En 30 ans l’emprise administrative dans le paysage sanitaire français est devenue progressivement majeure et incontournable, au point de modifier dans la durée l’équilibre public/privé, d’influencer en profondeur les pratiques et les financements de l’activité médicale et de participer à la chute démographique de la médecine libérale :
- Politique nationale de santé idéologiquement marquée, définie par le ministère et ses satellites, puis déclinée en région par les agences régionales de santé (ARS) ;
- Hospitalo-centrisme revendiqué au sommet de l’État comme un étendard politique, en contradiction avec les moyens budgétaires sans cesse plus contraints et la nécessaire montée en puissance de la médecine ambulatoire ;
- Impulsions politiques itératives et médiatiques des présidents de la République qui, chacun à leur tour, veulent marquer leur quinquennat d’un grand thème médical, décliné sous la forme d’un Plan national drainant un considérable flux financier ;
- Montée en puissance de multiples campagnes de santé publique et de parcours de soins ;
- Organisation publico-centrée des urgences déniant au privé d’avoir son propre numéro d’appel alors qu’on attend de lui de résoudre l’engorgement des urgences hospitalières ;
- Domination publique de la gouvernance, naguère plus équilibrée, des nombreux réseaux de soins ;
- Pouvoir quasi discrétionnaire des services de l’État en termes d’existence et de survie des établissements et structures de soins privés ;
- Absence quasi-totale des spécialistes libéraux dans les radars et les préoccupations des agences régionales focalisées sur les seuls médecins de premier recours ;
- Défaut d’accompagnement des opérateurs de l’hospitalisation privée de la part des ARS qui craignent de se faire accuser de collusion avec les moutons noirs de l’offre de soins ;
- Réglementation galopante et budgétivore ;
- Démographie médicale plus que déséquilibrée en faveur du secteur public, sans pour autant réussir à répondre aux besoins des établissements hospitaliers ;
- Déplacement du curseur décisionnel vers le monde juridique comme on l’a vu récemment dans une problématique de fin de vie ;
- Politique sociale difficilement maîtrisée et mal assumée, avec un flou de ses modes de financement faisant supporter indûment à la branche maladie de lourdes charges purement sociales rendant impérative à court terme la distinction claire entre le médical et l’aide sociale à l’heure de coupes budgétaires drastiques ;
- Tarifs d’hospitalisation artificiellement et chroniquement trop bas au regard de la constante augmentation des charges mettant tous les établissements de santé, publics et privés, en situation précaire ou franchement déficitaire ;
- Interventions plus ou moins heureuses et souvent redondantes des multiples strates des collectivités territoriales dans la problématique de santé ;
- « Démocratie sanitaire ». Formidable mille-feuille administratif, sans cesse complexifié. Les professionnels ont invariablement la conviction de perdre leur temps en brassant du vent médiatique, d’être les instruments de chambres d’enregistrement de décisions prises en amont et en définitive de n’être pas entendus ;
- « Égalité d’accès aux soins », antienne médiatique et politiquement correcte obérant l’exigeante « qualité des soins » qui avait pourtant sous-tendu notre politique d’aménagement du territoire il y a une trentaine d’années. Revirement radical faisant perdurer à grands frais des milliers d’établissements publics de proximité voués naguère à la disparition pour des raisons qualitatives et quantitatives toujours d’actualité…

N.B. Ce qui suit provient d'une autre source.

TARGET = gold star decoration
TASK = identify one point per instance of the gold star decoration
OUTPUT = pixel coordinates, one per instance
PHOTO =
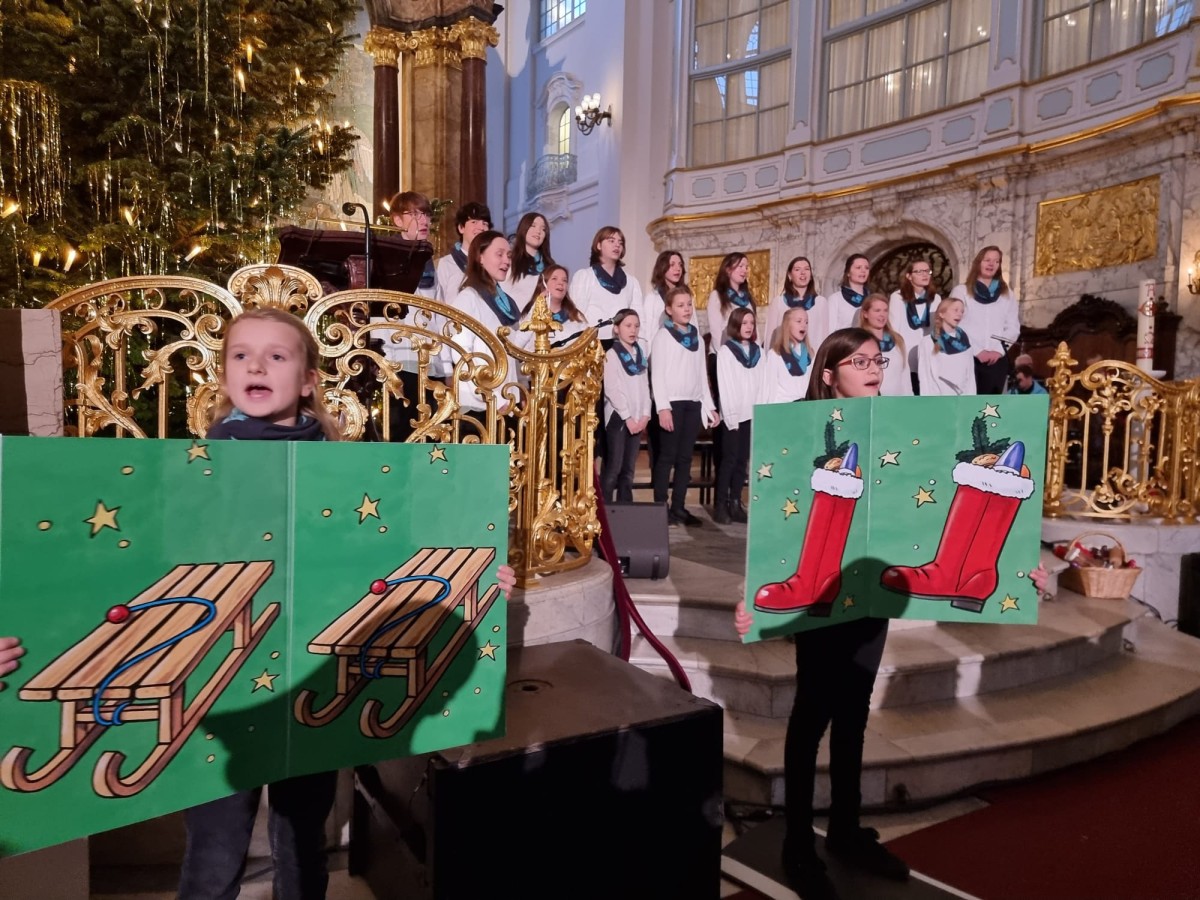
(264, 681)
(103, 517)
(369, 508)
(197, 451)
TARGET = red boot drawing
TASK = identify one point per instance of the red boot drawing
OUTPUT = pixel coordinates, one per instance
(985, 502)
(817, 579)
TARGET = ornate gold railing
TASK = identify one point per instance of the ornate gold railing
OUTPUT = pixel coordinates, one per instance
(1121, 444)
(141, 358)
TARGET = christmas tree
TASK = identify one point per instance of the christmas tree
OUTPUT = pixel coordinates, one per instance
(148, 137)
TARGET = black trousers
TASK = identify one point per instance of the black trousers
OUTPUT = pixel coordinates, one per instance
(676, 449)
(617, 473)
(731, 475)
(219, 837)
(835, 671)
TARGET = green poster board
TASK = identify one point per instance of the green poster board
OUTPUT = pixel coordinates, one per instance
(202, 617)
(907, 508)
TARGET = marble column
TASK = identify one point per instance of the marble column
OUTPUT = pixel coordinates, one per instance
(383, 46)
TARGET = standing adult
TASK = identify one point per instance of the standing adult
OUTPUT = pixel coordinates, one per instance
(531, 257)
(910, 311)
(604, 289)
(991, 317)
(799, 292)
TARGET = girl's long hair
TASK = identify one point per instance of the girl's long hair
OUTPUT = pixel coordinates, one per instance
(781, 341)
(522, 262)
(573, 311)
(876, 298)
(310, 406)
(721, 283)
(973, 273)
(839, 346)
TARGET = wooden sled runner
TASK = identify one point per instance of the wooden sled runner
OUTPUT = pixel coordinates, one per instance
(154, 688)
(402, 651)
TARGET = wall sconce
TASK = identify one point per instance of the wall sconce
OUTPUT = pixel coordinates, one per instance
(588, 115)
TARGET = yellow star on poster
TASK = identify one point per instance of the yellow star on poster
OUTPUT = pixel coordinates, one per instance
(369, 508)
(264, 681)
(103, 517)
(197, 451)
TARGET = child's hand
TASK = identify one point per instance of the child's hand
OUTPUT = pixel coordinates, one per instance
(742, 618)
(507, 579)
(1039, 576)
(10, 652)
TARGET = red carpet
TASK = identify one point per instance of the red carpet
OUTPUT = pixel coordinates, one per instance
(1126, 826)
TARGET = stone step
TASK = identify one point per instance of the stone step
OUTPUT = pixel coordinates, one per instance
(922, 661)
(925, 751)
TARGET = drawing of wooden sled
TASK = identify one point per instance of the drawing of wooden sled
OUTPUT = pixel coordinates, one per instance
(369, 645)
(217, 600)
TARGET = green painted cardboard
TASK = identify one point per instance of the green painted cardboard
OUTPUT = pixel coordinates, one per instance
(897, 558)
(301, 531)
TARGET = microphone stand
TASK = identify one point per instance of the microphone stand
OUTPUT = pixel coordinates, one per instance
(348, 210)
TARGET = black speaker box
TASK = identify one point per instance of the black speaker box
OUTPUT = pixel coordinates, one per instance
(607, 785)
(640, 533)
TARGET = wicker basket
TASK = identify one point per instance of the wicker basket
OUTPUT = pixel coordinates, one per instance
(1097, 581)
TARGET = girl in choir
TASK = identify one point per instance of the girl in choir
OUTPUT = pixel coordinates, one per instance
(874, 318)
(741, 373)
(679, 385)
(483, 298)
(731, 291)
(946, 364)
(669, 273)
(604, 288)
(790, 359)
(841, 306)
(993, 317)
(799, 292)
(627, 407)
(835, 671)
(531, 258)
(563, 310)
(910, 310)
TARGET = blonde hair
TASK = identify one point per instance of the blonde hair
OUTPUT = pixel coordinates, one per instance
(310, 406)
(781, 341)
(937, 329)
(877, 298)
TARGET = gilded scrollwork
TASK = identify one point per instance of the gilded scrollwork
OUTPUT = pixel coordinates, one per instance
(1113, 226)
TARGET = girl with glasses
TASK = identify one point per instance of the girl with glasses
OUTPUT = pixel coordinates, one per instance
(993, 315)
(874, 318)
(911, 310)
(946, 359)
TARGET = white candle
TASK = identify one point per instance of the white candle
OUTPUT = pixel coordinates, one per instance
(1146, 303)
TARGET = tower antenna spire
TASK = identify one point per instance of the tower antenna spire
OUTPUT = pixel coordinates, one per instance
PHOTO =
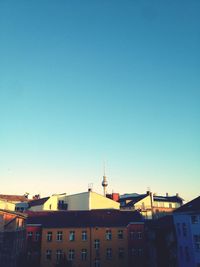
(104, 182)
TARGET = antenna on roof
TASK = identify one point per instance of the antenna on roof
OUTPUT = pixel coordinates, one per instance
(90, 187)
(104, 182)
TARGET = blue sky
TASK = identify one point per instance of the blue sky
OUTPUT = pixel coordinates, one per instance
(83, 82)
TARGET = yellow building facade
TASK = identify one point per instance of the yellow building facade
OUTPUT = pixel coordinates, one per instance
(96, 238)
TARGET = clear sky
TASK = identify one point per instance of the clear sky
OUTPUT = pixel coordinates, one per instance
(86, 81)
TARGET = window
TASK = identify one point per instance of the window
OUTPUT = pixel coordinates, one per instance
(30, 235)
(137, 252)
(84, 254)
(139, 235)
(178, 228)
(187, 254)
(49, 236)
(132, 235)
(59, 236)
(140, 252)
(48, 254)
(96, 263)
(58, 254)
(120, 234)
(71, 235)
(71, 254)
(108, 253)
(184, 229)
(37, 236)
(84, 235)
(197, 242)
(194, 219)
(108, 235)
(121, 253)
(96, 244)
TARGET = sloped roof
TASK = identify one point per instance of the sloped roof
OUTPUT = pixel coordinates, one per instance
(38, 202)
(192, 206)
(14, 198)
(92, 218)
(133, 199)
(168, 199)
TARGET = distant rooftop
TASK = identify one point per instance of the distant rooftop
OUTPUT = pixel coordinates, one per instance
(192, 206)
(38, 202)
(92, 218)
(14, 198)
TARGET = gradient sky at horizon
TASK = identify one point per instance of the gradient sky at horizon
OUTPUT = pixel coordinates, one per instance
(86, 81)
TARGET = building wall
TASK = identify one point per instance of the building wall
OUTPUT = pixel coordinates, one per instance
(185, 242)
(7, 205)
(94, 233)
(78, 201)
(12, 239)
(100, 202)
(37, 208)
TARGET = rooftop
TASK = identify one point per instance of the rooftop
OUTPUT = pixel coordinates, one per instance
(92, 218)
(14, 198)
(192, 206)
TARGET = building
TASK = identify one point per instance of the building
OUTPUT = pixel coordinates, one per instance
(187, 224)
(12, 238)
(161, 242)
(81, 201)
(94, 238)
(150, 205)
(14, 202)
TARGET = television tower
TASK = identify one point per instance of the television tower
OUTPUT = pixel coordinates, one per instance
(104, 182)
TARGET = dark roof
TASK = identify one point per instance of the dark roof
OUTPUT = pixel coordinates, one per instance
(133, 199)
(19, 214)
(92, 218)
(14, 198)
(38, 202)
(192, 206)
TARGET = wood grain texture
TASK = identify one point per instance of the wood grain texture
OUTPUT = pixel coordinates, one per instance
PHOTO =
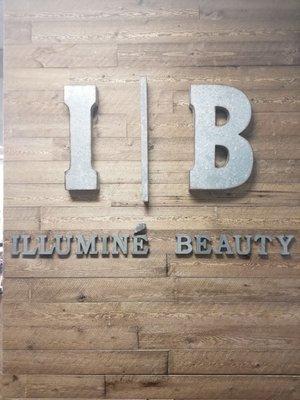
(161, 327)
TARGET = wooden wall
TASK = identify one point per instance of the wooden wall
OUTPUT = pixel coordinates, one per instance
(160, 327)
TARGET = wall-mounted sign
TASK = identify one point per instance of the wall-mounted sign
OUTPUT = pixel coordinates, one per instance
(137, 244)
(205, 101)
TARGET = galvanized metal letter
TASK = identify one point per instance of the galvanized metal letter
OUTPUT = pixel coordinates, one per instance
(81, 175)
(205, 99)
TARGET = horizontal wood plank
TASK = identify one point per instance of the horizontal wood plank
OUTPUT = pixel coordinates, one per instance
(192, 362)
(84, 362)
(209, 387)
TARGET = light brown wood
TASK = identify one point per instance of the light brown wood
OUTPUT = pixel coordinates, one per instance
(162, 327)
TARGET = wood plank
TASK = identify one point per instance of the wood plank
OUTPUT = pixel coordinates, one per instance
(70, 218)
(85, 268)
(192, 362)
(69, 338)
(161, 172)
(68, 290)
(63, 218)
(76, 10)
(206, 386)
(208, 53)
(84, 362)
(236, 289)
(274, 266)
(155, 316)
(17, 32)
(62, 386)
(175, 79)
(21, 218)
(168, 30)
(128, 149)
(60, 56)
(34, 195)
(260, 337)
(12, 385)
(256, 218)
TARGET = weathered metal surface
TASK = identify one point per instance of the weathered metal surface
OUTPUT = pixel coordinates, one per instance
(205, 174)
(81, 175)
(144, 140)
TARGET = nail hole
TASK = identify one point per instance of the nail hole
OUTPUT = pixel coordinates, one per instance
(221, 156)
(222, 116)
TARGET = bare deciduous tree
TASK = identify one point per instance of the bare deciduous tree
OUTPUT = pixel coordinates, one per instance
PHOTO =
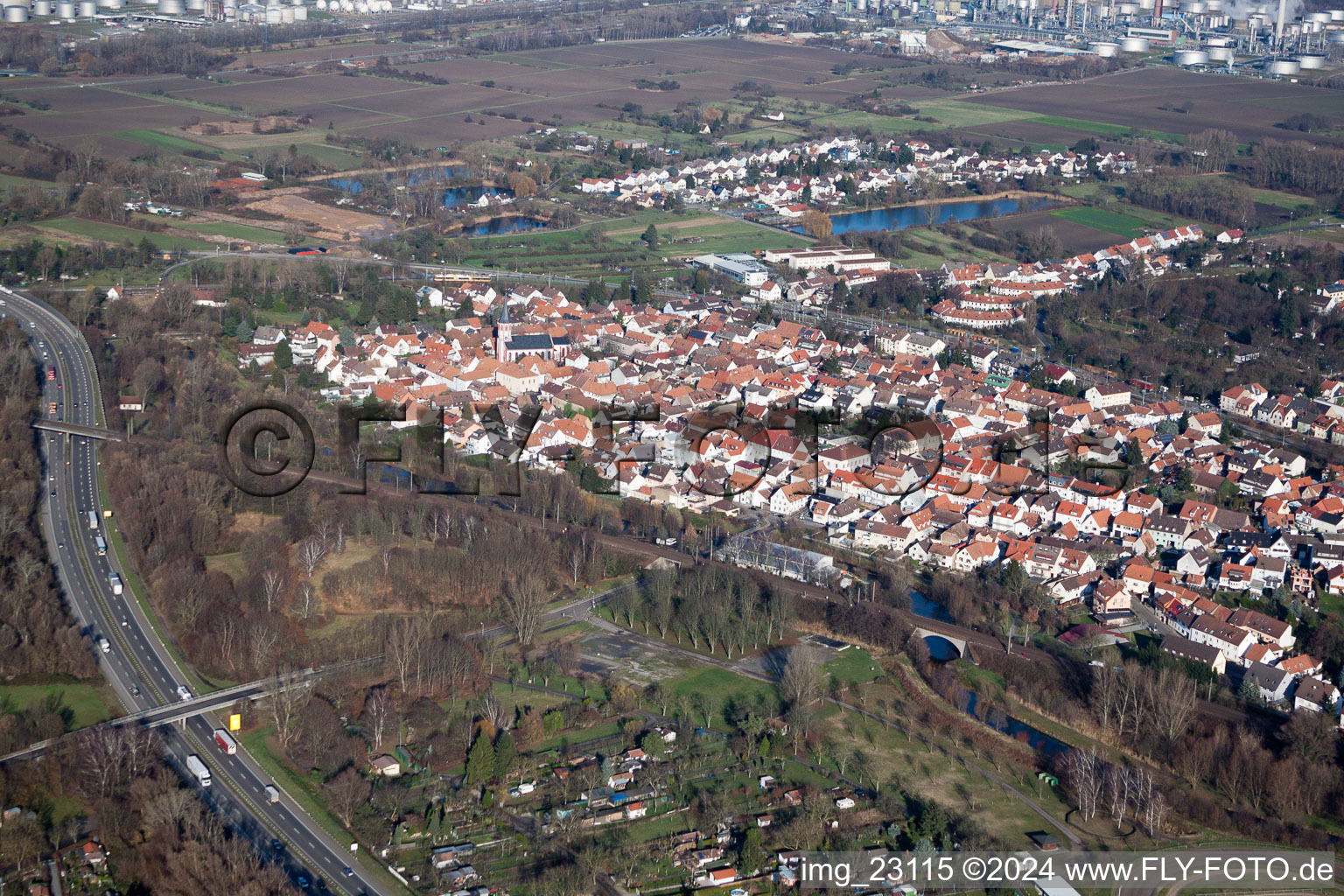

Cette édifiante énumération illustre la contradiction entre le prétendu ultralibéralisme qui gangrènerait la France et la réalité jacobine sans cesse plus marquée. Entendons-nous bien, notre propos n’est pas de nier l’importance des irremplaçables impulsions de l’État sur les grands thèmes directeurs. C’est l’omniprésence, l’omnipotence et la manière qui posent problème. Nous nous posons la question de la capacité d’un tel mode de fonctionnement à réinventer une offre de soins réaliste, moins hospitalière, moins idéologique, de qualité et de coût raisonnablement arbitrés, dans un contexte de grave et durable crise économique. Situation qui devrait pourtant nous inciter à abandonner au plus vite dogmes et préjugés et à privilégier le pragmatisme et l’égale écoute de tous les acteurs.
L’enjeu est maintenant de comprendre puis de faire mentir le magazine américain « Newsweek » qui titrait récemment : « Comment le pays du coq est devenu celui de l’autruche ».